Dark absorbent

I got a box of LED light bulbs at the local DumpshitMart and the first one I pulled from the box was a dud but flickered several times as I screwed it in. Strange. I suspected a bad solder joint, and noticed the bulb part felt like plastic and not glass.

I started prying on it a little and it popped off revealing the emitter board.

Interesting construction. Spring contacts are used for the capacitors, and presumably for the power input. I noticed right away that one of the power input pins wasn’t visible in its terminal.

I wonder what these regulator ICs are? No visible inductors are present (and I can’t see any signs that they used a multi layer board with a pancake inductor) so it’s not a buck converter. Might just be a linear constant current driver or something.

16 LEDs in series assuming Vf = 3.2v each would be an operating voltage of 51.2v. This would imply that either those led packages contain more than one diode in series, OR most of the voltage is being dropped by the current drivers!

The two caps behind. Strangely, once you’ve unglued the bulb, these would be the easiest caps to replace that I’ve ever seen. They’d just slide right out.

I didn’t get a picture behind but all the bulb needed was for the lead wire to be pressed back into the terminal. I didn’t have the same white silicone goop the thing was assembled with so I just used silicone gasket sealant to stick it back together and returned it to service.

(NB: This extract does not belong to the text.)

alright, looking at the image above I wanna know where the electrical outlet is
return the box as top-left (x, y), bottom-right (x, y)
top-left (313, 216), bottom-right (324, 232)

I took this before gluing the bulb back on. Operating the bulb like this in an open fixture, as nice as it looked, would likely lead me to accidentally stick my fingers into it. I’m very prone to accidentally sticking my fingers and hands into the ceiling fan. I’m working on my Horrible Klutz merit badge, you see.

Interestingly this bulb has the metal heatsink cone for a base that I was used to seeing on earlier LED bulbs, it’s just covered in plastic. This kinda implies that their bulb just doesn’t dissipate much as heat and possibly that the metal core circuit board is not acceptably (or not at all) electrically isolated from the AC line voltage to allow it to safely remain exposed.

The old LED bulbs with the huge heatsink fins are noticeably few and far between, after all. They’re getting pretty dang good. Now can we have some build quality??